(News Bulletin 247) – The leading luxury group has published sales growth well above expectations, sending a strong signal for the entire sector. Japan in particular drove activity up, while the dynamics of society in the United States are normalizing.

First tenant of the CAC 40 and first luxury group to unveil its activity for the first quarter, LVMH has set the bar very high.

The group led by Bernard Arnault shattered expectations, which was greeted by a 4.3% share increase this Thursday around 11 a.m. Which also brings the CAC 40 to a new historic high in the session of 7,478.18 points, hit at 9:33 a.m.

Over the first three months of 2023, the group with 75 houses, including Louis Vuitton, Christian Dior, Fendi and Berluti, recorded growth of 17% over one year, both in published data and on a comparable basis, establishing its revenues at 21.035 billion euros. As Royal Bank of Canada points out, analysts on average were expecting an increase of “only” 10%. Deutsche Bank notes that half of this outperformance is due to the dynamism of the group’s largest division, namely fashion and leather goods, which recorded like-for-like growth of 18%.

Selective distribution, which includes Sephora and “travel retail” (airport distribution) jumped 28%, driven by the resumption of international travel, particularly to Macao and Hong Kong. Wines and spirits posted a decline in growth (+3%), due to a 5% drop in cognac sales, themselves penalized by the high level of inventories in the United States.

Slowdown in the United States

LVMH obviously benefited from the start of recovery in China, a country which has benefited from the total easing of health restrictions since the beginning of January. The group led by Bernard Arnault does not detail its sales in the second world economy. But the “Asia excluding Japan” division recorded like-for-like growth of 14% in the first quarter, marking a recovery from the 8% decline recorded in the fourth quarter of 2022. The group’s chief financial officer, Jean-Jacques Guiony , told analysts that the country had recorded “double-digit” growth and said it was “extremely optimistic”, saying the company’s start to the year in China “bodes well” for the future.

Bank Stifel believes that China’s contribution to growth (also including spending by Chinese tourists abroad) should accelerate from the second quarter, which “could protect LVMH from a potential slowdown in demand in Europe and the United States”.

Precisely, the United States accuses the blow somewhat. LVMH’s growth in the leading luxury market was 8% in the first quarter on a like-for-like basis, which is a little better than in the last three months of 2022 (+7%).

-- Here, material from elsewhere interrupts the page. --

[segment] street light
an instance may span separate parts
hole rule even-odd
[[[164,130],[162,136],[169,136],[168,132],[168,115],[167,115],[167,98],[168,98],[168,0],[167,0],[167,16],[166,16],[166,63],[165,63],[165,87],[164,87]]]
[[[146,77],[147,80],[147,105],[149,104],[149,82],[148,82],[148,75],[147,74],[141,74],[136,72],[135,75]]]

But this performance is largely driven by Sephora as well as by perfumes and cosmetics. For the other products of the group, Jean-Jacques Guiony underlined that a small slowdown was observed. Spending by American consumers (in the United States and abroad) was stable in the first quarter in the fashion and leather goods division, notably indicated the chief financial officer.

“The normalization factor is probably not far away [aux Etats-Unis, NDLR] and it could logically extend to Europe, especially if the recovery of the euro were to continue. The growth recovery of the Chinese market apparently well underway in the first quarter will not be too much to compensate for a possible loss of momentum [dynamique, NDLR] combination of Europe and the United States”, stresses Invest Securities.

Japan in great shape

Note also the excellent performance of Japan, with growth of 34% over the first three months of the year. Activity benefited from a slight upturn in spending by tourists and above all from the strength of local spending by Japanese consumers, apparently confident in the future of their economy, much less affected by inflation than Western countries, tried to explain Jean-Jacques Guiony. The leader, however, acknowledged that this performance was not easy to decipher. “I’d rather have good hard-to-explain numbers than the other way around,” he said.

In the end, despite signs of a slowdown in the United States, LVMH delivered a “reassuring” start to the year, considers Stifel. Credit Suisse, for its part, evokes a “solid” publication, raising its price target to 1,005 euros against 960 euros.

Above all, LVMH sent a positive signal for its entire sector. Which leads it to pull, on the stock market, the other luxury groups in its wake. Hermes takes 3.1%, L’Oréal 1.9% and Kering 1.8%. In London, Burberry wins 1.8% while in Zürich Richemont wins 3%. “Overall, we believe that [la publication de LVMH] supports the already high expectations for Hermes and Burberry (given the strong growth of fashion in leather goods in China) and for Richemont (given a more sustained demand in jewelry)”, dissects Deutsche Bank.

However, in view of the strong rise in the stock market of luxury groups – the Stoxx Europe luxury 10 sector index has gained 22% since the start of the year – investors could be led to be selective.

“Although we are generally positive on Luxury, we believe that there is a risk in certain areas – in particular the United States – on the speed of the recovery in China”, warns Credit Suisse. “In this context, LVMH remains one of our favorite values ​​because of its positioning, the power of its brands, its diversification and its generation of cash flow”, concludes the Swiss bank.